Is President Bush set to unleash the power of the pardon? So far, he’s hardly used it. But:
that pattern could ease during the waning days of his term. People close to the process say lawyers with political connections increasingly have approached the White House directly to seek relief for their high-profile clients, including former junk-bond king Michael Milken, former U.S. Rep. Randy “Duke” Cunningham, R-Rancho Santa Fe (San Diego County), and John Walker Lindh, an American from Marin County who pleaded guilty to serving with the Taliban.
Milken I’d pardon in a heartbeat. The others? Not so much.
Is No Child Left Behind leaving behind a lot of children? Read:
[A] recent study found that Texas’ public school accountability system, the model for the national No Child Left Behind Act (NCLB), directly contributes to lower graduation rates, especially for minorities. Teachers and administrators are essentially rewarded when minority students drop out, so retention efforts are now virtually non-existent. Why retain students that make it impossible to comply with NCLB, is the unspoken question with a no clear answer.
Read the whole thing.
(Hat tip, Jocelyn Armstrong.)
The recession is proving to be a boon for Army recruitment (this is always true), as the Army plans to complete its 2012 expansion two years early.
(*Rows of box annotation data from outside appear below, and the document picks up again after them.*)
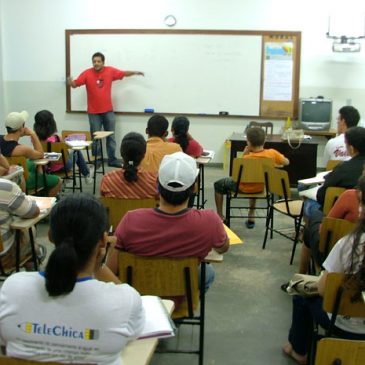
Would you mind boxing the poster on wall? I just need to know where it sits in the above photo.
[263,41,293,101]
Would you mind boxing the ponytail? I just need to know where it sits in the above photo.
[120,132,146,182]
[44,193,108,297]
[45,237,78,297]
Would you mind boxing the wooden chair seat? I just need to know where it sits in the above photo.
[310,272,365,365]
[226,158,274,227]
[262,165,303,265]
[319,217,355,268]
[273,200,303,217]
[6,156,46,195]
[42,142,82,192]
[118,251,205,365]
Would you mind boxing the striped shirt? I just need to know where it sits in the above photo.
[0,178,38,255]
[100,169,158,199]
There are other benefits:
The army also sees increased “dwell time” as a partial cure for combat fatigue, and a major boost for morale. Currently, because of last year’s surge campaign in Iraq (the addition of five more brigades in Iraq and extension of tours from 12 to 15 months), troops spend a bit less than a month at home for each month in combat. This year, the dwell time will return to one month at home for each one in combat. By 2009, it will be 1.5 at home for each one in combat. Eventually, the army wants to get dwell time up to three months for each one in combat. With the accelerated expansion of the force, that may be accomplished within five years.
Why President Bush or Congress didn’t push for increases in the active duty and reserve rosters back in 2001, I have no idea.
The U.S. government is prepared to lend more than $7.4 trillion on behalf of American taxpayers, or half the value of everything produced in the nation last year, to rescue the financial system since the credit markets seized up 15 months ago.
I’m no mathematician or an economist, but that, uh, seems like a lot of money.